En el primer párrafo, Gógol describe alegremente los encantos de la fastuosa avenida, el corazón de la imponente ciudad de Pedro el Grande:
“No hay nada mejor, por lo menos para Petersburgo, que la perspectiva Nevski. Ella allí lo significa todo. ¡Con qué esplendor refulge esta calle, ornato de nuestra capital!… Yo sé que ni el más mísero de sus habitantes cambiaría por todos los bienes del mundo la perspectiva Nevski… No sólo el hombre de veinticinco años, de magníficos bigotes y levita maravillosamente confeccionada, sino también aquel de cuya barbilla surgen pelos blancos y cuya cabeza está tan pulida como una fuente de plata, se siente entusiasmado de la perspectiva Nevski. ¡En cuanto a las damas!… ¡Oh!… Para las damas, la perspectiva Nevski es todavía más agradable. ¿Y para quién no es ésta agradable?… Apenas entra uno en ella percibe olor a paseo. Aunque vaya uno preocupado por algún asunto importante e indispensable, es seguro que al llegar a ella se olvidan todos los asuntos”.
San Petersburgo -dice Alejandro Jiménez-, “Al ojo del visitante se distingue por la simultánea combinación de grandes palacios, recios mármoles y deslumbrantes luminarias; no en vano, se diseñó con la intención de competir con París”. Pero la ciudad es también una trampa, un engaño que el autor desenmascara al final de la misma narración, un cenagal de infamia, de hipocresía donde casi todo lo que brilla no es oro. Es una ciudad de burócratas, militares, aristócratas, ciudad de terribles, dolorosos contrastes entre opulencia y miseria, entre ilusión y realidad.

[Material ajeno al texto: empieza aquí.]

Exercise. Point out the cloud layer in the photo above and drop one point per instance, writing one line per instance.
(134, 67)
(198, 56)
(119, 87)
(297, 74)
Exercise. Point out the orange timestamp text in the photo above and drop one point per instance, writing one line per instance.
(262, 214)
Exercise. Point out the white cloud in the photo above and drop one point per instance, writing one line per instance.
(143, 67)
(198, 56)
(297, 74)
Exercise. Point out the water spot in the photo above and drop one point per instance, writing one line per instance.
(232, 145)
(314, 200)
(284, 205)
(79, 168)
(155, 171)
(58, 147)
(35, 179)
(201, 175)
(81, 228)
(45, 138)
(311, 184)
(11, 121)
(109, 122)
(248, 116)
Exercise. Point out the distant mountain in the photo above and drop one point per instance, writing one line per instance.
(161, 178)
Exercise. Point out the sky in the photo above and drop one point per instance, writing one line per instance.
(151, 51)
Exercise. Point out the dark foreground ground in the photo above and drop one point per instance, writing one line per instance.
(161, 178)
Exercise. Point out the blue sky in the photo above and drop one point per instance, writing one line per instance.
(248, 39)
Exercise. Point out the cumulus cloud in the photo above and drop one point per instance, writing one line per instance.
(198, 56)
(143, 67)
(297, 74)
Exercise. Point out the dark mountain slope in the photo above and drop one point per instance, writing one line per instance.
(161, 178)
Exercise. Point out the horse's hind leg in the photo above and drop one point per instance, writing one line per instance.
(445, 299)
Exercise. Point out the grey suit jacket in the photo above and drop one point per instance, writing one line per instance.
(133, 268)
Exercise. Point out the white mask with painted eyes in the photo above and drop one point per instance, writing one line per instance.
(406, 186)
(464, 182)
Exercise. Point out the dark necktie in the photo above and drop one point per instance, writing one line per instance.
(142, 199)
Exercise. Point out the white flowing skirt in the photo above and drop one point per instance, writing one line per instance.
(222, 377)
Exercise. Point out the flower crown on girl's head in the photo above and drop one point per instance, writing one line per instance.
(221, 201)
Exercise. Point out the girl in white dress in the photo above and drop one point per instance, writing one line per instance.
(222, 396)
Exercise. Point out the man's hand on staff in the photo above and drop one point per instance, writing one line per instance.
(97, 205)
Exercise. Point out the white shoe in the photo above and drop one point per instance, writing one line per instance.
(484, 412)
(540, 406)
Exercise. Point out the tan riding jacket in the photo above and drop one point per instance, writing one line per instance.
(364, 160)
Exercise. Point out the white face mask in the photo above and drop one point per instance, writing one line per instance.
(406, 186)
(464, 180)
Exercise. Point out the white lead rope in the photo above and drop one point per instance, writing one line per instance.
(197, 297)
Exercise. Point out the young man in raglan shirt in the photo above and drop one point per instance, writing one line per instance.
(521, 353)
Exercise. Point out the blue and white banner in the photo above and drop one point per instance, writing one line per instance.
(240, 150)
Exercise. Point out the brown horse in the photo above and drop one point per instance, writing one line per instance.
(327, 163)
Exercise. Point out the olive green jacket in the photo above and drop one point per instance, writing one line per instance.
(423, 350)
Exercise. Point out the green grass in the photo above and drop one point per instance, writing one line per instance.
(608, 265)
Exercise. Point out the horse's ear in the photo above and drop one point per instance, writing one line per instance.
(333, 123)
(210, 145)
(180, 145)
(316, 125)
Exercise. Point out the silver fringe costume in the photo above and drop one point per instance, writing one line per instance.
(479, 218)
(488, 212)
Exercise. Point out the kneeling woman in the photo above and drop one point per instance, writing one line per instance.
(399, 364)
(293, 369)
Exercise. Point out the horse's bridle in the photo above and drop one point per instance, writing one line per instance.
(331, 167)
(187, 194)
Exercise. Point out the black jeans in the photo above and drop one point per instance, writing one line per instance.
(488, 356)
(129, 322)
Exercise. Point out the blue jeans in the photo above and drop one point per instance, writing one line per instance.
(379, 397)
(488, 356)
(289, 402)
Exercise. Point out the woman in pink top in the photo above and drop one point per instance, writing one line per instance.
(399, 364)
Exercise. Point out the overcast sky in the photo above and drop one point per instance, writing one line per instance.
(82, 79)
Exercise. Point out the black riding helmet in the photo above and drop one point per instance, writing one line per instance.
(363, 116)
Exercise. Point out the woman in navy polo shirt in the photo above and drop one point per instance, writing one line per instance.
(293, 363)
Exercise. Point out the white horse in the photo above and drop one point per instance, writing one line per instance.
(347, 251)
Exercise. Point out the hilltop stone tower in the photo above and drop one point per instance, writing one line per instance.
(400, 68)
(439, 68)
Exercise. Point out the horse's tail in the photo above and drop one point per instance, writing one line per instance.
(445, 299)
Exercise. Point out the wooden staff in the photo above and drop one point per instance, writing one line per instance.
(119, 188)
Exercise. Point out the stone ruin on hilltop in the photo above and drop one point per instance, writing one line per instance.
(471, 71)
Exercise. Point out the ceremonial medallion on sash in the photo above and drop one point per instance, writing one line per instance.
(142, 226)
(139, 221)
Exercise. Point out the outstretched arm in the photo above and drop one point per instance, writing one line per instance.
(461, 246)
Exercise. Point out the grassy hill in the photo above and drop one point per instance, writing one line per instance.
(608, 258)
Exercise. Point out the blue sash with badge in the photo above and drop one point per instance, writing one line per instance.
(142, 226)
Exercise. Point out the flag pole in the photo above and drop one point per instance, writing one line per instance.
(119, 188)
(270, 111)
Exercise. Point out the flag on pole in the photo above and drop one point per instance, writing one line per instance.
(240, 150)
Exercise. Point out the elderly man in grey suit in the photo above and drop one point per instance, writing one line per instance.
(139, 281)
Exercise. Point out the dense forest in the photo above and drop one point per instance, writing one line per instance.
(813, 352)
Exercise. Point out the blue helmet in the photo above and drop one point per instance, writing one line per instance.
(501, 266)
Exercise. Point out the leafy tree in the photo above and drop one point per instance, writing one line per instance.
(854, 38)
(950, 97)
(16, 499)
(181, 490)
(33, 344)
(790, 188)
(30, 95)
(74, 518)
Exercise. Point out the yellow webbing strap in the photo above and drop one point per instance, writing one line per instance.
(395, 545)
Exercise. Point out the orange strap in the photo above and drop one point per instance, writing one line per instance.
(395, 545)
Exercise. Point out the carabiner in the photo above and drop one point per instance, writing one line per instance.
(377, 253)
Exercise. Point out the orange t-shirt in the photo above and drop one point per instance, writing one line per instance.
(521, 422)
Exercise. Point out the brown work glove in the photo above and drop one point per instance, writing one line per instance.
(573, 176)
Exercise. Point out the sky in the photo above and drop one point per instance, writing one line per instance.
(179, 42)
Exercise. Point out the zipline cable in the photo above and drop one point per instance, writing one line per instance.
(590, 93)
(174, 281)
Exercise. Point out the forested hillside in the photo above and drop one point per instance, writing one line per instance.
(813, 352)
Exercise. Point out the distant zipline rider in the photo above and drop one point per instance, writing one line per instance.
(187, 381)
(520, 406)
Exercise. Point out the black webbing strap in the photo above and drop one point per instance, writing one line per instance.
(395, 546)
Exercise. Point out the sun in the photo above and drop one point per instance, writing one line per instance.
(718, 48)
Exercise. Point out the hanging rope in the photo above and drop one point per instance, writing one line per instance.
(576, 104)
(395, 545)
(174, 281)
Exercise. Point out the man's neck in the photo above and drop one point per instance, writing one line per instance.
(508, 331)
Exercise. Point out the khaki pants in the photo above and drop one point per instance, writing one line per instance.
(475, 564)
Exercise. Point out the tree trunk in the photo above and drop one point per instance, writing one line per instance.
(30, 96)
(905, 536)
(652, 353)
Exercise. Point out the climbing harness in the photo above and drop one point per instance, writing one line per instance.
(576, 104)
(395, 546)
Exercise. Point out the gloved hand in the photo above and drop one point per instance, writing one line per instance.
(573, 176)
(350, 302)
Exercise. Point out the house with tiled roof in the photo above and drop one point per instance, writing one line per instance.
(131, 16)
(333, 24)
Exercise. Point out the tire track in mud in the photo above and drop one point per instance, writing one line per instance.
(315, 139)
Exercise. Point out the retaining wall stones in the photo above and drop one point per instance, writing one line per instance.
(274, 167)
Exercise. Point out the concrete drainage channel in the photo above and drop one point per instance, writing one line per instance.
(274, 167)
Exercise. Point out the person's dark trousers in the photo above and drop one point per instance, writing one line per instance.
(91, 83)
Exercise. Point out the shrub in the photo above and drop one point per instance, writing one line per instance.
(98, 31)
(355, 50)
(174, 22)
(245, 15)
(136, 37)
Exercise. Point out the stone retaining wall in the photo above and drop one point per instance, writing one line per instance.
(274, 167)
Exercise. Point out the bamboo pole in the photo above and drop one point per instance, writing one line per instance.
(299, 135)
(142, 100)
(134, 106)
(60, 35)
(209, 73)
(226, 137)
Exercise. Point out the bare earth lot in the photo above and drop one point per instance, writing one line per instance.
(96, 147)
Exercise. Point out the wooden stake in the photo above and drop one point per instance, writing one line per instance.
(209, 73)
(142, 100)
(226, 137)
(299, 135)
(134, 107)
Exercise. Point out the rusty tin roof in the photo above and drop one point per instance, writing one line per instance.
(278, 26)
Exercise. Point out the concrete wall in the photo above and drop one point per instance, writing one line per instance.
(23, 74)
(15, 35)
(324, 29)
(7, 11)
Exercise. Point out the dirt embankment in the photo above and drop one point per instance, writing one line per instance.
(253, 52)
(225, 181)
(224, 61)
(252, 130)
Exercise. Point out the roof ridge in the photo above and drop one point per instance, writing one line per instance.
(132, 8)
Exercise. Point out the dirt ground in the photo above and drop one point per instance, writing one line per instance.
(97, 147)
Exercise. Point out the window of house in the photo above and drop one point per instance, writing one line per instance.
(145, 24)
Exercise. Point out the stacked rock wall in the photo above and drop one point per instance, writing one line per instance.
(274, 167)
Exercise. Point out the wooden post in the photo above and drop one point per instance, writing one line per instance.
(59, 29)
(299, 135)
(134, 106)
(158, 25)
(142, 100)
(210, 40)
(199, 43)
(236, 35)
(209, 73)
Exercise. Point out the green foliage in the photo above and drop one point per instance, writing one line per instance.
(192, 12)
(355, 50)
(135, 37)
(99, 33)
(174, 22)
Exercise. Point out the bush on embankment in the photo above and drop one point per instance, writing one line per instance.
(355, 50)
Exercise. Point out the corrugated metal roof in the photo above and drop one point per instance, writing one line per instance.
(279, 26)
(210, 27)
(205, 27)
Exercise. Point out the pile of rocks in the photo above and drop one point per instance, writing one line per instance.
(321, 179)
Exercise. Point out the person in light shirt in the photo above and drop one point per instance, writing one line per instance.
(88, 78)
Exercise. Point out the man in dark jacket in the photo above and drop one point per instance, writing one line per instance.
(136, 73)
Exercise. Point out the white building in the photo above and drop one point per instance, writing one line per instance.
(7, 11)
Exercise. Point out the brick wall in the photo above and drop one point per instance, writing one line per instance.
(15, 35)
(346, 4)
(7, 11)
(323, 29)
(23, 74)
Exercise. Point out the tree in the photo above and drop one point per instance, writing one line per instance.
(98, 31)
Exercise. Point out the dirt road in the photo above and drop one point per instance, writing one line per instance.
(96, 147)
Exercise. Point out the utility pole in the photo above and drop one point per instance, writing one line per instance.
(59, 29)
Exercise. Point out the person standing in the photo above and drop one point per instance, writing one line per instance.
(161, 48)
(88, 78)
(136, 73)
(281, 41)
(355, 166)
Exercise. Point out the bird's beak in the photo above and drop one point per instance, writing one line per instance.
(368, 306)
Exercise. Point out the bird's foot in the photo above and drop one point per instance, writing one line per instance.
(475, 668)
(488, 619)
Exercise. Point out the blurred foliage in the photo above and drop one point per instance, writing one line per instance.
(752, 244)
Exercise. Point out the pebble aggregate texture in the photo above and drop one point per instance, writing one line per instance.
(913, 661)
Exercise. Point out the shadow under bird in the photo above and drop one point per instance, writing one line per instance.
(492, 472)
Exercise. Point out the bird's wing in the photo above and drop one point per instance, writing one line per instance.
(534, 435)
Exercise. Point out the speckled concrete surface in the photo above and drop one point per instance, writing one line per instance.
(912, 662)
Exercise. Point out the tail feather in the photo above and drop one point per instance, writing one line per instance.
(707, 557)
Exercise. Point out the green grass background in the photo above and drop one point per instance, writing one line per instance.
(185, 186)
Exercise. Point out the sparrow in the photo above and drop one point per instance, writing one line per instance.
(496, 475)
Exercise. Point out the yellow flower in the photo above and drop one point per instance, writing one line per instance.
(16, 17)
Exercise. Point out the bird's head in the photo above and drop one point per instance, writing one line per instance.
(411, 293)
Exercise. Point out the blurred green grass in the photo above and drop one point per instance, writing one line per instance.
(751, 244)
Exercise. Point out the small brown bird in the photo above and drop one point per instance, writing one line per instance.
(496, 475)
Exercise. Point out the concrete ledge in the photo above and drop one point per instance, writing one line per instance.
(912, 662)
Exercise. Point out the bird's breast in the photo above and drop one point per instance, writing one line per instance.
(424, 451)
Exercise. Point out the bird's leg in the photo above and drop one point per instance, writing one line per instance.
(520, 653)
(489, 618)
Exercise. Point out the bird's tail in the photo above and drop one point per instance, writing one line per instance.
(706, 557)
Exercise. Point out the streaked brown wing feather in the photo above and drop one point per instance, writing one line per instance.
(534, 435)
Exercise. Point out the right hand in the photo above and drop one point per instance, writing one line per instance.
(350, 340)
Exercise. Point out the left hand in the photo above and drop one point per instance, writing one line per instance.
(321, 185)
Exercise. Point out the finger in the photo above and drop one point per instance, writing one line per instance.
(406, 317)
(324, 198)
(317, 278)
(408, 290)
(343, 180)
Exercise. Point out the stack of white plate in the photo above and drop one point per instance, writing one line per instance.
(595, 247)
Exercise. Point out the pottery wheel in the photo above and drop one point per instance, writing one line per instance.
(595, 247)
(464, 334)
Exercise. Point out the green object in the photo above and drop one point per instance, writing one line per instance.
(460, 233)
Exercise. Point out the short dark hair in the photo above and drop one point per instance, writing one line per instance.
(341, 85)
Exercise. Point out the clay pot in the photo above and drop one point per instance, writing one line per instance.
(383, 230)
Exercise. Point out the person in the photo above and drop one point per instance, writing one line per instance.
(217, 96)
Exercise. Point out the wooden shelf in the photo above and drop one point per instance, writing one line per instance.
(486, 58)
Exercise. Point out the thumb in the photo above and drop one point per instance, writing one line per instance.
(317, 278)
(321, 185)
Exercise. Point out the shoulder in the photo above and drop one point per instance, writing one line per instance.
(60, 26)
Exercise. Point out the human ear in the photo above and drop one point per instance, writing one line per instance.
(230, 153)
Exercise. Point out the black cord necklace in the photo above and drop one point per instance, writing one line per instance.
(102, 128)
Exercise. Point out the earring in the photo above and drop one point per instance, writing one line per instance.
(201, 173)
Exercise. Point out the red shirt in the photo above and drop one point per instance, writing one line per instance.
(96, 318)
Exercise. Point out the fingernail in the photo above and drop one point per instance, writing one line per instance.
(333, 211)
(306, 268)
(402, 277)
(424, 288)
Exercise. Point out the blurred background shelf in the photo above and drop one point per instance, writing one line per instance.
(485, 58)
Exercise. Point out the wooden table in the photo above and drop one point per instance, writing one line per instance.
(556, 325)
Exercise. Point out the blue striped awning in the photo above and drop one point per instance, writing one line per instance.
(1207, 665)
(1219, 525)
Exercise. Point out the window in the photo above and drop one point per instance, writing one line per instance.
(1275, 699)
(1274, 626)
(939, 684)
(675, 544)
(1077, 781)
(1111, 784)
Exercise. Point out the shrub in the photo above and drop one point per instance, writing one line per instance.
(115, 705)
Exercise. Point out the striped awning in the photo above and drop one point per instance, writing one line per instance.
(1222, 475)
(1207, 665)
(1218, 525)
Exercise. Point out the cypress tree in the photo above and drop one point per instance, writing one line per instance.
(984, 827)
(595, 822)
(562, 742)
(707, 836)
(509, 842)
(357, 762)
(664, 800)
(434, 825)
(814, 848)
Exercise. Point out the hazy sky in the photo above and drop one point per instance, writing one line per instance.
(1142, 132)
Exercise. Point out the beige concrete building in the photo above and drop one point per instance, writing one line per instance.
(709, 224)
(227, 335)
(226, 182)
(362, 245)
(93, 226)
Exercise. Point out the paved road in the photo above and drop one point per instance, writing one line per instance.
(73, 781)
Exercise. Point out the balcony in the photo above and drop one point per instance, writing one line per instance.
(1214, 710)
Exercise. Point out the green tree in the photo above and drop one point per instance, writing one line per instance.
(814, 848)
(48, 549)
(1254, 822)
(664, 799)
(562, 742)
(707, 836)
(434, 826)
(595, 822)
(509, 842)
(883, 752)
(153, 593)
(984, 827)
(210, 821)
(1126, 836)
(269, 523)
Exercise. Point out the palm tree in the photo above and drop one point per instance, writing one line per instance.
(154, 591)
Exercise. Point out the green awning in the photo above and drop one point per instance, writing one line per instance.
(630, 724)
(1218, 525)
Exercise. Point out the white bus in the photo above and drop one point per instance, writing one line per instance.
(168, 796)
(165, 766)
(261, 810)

Esto lo descubrirán y sufrirán en carne propia el teniente Piragov y el joven pintor Peskarev, dos amigos que transitan despreocupadamente en la narración de Gogol por la gran vía del París de Rusia, la Perspectiva Nevski. Ambos tendrán un desafortunado encuentro con mujeres de ensueñs, una rubia y otra de pelo oscuro. Cada uno empieza entonces a seguir a su favorita y a partir de ese momento se separan sus caminos y sus vidas.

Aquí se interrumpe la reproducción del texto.